What she _hears_ though, in the way they say it under their breaths, looking around furtively, grins somewhere between a sneer and a grimace, in the way the tone rises at the end like the speaker isn’t sure how to say it, how loud to say it, how harsh to say it, the way the word crescendos like it has to be said anyway, in the nervous guilty laughter, in the smug jut of the jaw, in the emphasis, the cadence, the diction, and the timing, is ‘paki’.

And she runs for the first bathroom she can find.

 

It’s the Slytherins Hermione expects to be the worst. After all, they’re who she’s been warned against, by everyone from the nice professor who came to her house to explain magic to her parents to the good friend of the famous boy she’s read about in all her textbooks. They’re bigots, everyone says, in no uncertain terms, though when she asks someone to explain, it’s almost always couched in uncomfortable euphemisms.

Purist. Traditional. Closed-minded. Judgmental, self-righteous, unfair.

Hermione’s heard those words before. She knows what they mean. They mean that if you act angry enough, you never have to fix anything. They mean that if you can point to someone worse, you needn’t look at yourself. They mean that if you just don’t talk about the hurt, it’ll go away, because words cause feelings, not the other way around. They mean that if you never discuss those heinous, horrible ideas, everyone will automatically sense which ones are bad, and no one will ever believe in them again.

They mean shut your mouth if you have nothing nice to say about it.

But she knows bigots, and she knows crowds, and she knows it’s always much nicer to surround yourself with the smugly progressive than the confidently backwards looking, and, anyway, Gryffindor’s where there are more people like her.

Mudbloods like her. Not pakis like her. But something to soften the blow, at least.

Hermione sometimes forgets that worst is always modified by proximity.

 

There are four other girls in Hermione’s year, in Gryffindor. She’d rather make friends close to home, because there’s a sort of solidarity in a house, and also a sort of shaming that goes on if anyone talks to someone outside the group.

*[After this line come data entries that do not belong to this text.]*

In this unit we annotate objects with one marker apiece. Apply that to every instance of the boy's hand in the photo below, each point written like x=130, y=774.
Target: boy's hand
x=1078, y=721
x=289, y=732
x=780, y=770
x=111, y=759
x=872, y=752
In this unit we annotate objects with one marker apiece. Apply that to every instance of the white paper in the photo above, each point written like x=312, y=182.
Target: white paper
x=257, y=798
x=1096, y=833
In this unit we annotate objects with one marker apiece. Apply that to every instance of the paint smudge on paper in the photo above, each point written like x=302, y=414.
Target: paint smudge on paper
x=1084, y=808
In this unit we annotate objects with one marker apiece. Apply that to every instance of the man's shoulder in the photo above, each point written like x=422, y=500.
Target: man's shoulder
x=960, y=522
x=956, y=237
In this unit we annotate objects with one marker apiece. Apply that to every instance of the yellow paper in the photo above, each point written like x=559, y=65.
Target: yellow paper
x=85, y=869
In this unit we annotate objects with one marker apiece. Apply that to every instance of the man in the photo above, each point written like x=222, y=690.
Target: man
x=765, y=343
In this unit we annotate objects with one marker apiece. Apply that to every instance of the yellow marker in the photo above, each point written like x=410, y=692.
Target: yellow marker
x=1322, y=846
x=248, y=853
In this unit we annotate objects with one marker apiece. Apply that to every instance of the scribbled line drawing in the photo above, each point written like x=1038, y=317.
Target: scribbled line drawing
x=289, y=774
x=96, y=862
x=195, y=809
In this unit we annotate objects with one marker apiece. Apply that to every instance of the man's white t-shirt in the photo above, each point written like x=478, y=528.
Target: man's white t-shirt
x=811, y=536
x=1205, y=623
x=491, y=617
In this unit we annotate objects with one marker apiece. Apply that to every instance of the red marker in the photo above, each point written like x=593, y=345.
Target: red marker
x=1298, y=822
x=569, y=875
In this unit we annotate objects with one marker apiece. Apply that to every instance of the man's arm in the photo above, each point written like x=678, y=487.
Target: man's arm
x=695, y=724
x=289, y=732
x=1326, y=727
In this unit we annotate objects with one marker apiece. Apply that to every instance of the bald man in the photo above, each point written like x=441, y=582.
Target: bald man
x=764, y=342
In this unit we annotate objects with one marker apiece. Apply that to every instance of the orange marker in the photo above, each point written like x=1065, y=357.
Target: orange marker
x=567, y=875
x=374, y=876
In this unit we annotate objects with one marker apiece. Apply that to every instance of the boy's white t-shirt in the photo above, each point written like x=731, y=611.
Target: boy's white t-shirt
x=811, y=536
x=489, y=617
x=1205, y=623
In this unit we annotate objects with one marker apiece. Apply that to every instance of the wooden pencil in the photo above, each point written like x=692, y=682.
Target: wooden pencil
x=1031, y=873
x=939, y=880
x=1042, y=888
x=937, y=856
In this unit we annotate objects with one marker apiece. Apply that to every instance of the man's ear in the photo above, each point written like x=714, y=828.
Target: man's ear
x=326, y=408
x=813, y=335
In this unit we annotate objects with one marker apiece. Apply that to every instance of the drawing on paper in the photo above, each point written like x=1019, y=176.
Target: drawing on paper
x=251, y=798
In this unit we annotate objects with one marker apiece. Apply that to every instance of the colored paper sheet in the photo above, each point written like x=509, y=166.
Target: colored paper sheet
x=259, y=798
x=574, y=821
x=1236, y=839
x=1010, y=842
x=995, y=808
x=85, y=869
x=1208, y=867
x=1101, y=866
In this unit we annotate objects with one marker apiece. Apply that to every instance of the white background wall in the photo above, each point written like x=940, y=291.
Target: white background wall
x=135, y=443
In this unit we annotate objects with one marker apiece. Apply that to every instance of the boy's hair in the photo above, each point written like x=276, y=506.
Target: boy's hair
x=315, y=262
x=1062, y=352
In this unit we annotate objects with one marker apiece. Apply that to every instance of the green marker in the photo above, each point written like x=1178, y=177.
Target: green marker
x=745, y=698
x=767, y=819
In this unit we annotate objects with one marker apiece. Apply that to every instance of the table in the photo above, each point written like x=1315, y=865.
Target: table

Hermione knows about that. The gifted group at her old school stopped talking to her for a week when she tried to join the students of color organization.

They’re nice girls, Hermione thinks. Only they keep calling Parvati ‘Pav’ like it’s too hard to say it out, despite the fact that they get Hermione right on day two. Hermione doesn’t like that. She thinks Parvati is a perfectly straightforward name and not hard to say, and a pretty name at that, much better than her own, which Hermione has never much liked.

The fact that her parents explicitly picked it so she wouldn’t have to deal with people pretending they couldn’t pronounce it has absolutely nothing to do with it at all.

Parvati, Hermione calls one day, waving hello to her roommate.

Parvati raises an eyebrow and gives her a sneer and informs her that her name is Pav these days, and could Hermione please move because she’s preventing real witches from using all those spellbooks behind her.

Hermione almost lets out a squeak, but she doesn’t, because she’s been thrown out of libraries for causing less of a nuisance one too many times and she won’t let that color her Hogwarts career, even if she has something to say.

You know, Parvati clarifies, just in case Hermione missed the point, people who actually have a chance at being successful with magic. People who won’t have to play catch-up for their entire school career.

Lavender is less overt in the things she tells Hermione, more patronizing, always patting her on the head and stroking her hair. She’s not unkind, always, but, then, she’s not always with Parvati. Hermione thinks maybe Parvati has more to prove because the other mudbloods and half-bloods don’t give her her due as easily, not with that skin and that hair and the jewelry she dons, her clothes and even some of her spells. Hermione knows about being the wrong color and having something to prove.

Hermione wanted to learn the spells Parvati does in the dorm and only sort of in secret, away from the teachers but showing off to the other girls, which was maybe out of a sense of comradeship, maybe just because she knows they’ll never be taught at school. Now she thinks maybe she’d rather not, after all.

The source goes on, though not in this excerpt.